Ecosyste.ms: Awesome

An open API service indexing awesome lists of open source software.

Awesome Lists | Featured Topics | Projects

https://github.com/ampedandwired/rancher-reaper

Service to automatically delete hosts from Rancher if they have been terminated in AWS
https://github.com/ampedandwired/rancher-reaper

Last synced: about 2 months ago
JSON representation

Service to automatically delete hosts from Rancher if they have been terminated in AWS

Awesome Lists containing this project

README

        

Rancher AWS Terminated Host Reaper
==================================

> *Note*: This service deletes hosts from Rancher if they are terminated in AWS.
> All care but no responsibility taken.
> Validate it in a test environment first using the "dry run" setting.

# Overview
This is a Docker service which automatically deletes hosts from [Rancher](http://rancher.com/) if they have been terminated in AWS.

If you have set up an autoscaled fleet of Cattle hosts which scale up and down automatically,
you've probably noticed that Rancher does not automatically deactivate and delete the terminated hosts.
As well as generally cluttering the Rancher UI/API,
if not all your containers have health checks this can result in the containers that were on the terminated host *not* being rescheduled onto healthy hosts.
You must then manually delete the terminated hosts in Rancher to force it to reschedule these containers.

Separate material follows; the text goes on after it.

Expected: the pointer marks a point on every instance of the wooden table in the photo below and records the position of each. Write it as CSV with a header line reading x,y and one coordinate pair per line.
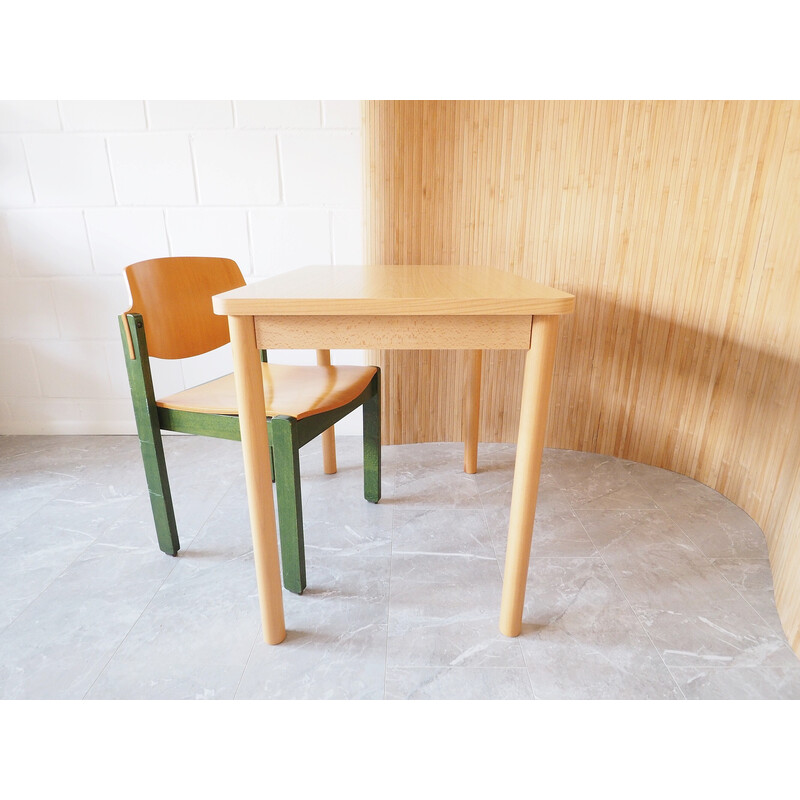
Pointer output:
x,y
401,308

Although somewhat annoying this is really the correct behaviour by Rancher.
It has no way to determine if the host has really been terminated or if it has just lost contact with the agent on that host
(say due to a network partition).

So to work around this problem,
this container constantly checks the Rancher API for instances in the "reconnecting" state.
For each of these instances it tries to find the corresponding instance in AWS.
If the instance exists and is in the "terminated" state,
then it deactivates and deletes the host in Rancher.

# Running

## Labelling Hosts
In order to be able to determine if a Rancher host has been terminated in AWS or not,
this service needs to be able to find the corresponding AWS instance in the AWS API.
This turns out to be quite difficult using only the information that is availabile in the Rancher API,
so this service presently requires you to [label your Rancher hosts](http://rancher.com/docs/rancher/v1.6/en/hosts/#host-labels) with the following labels:

* `aws.instance_id` - the AWS instance ID, eg "i-8b92d524"
* `aws.availability_zone` - the availability zone in which the instance resides, eg "us-west-1a"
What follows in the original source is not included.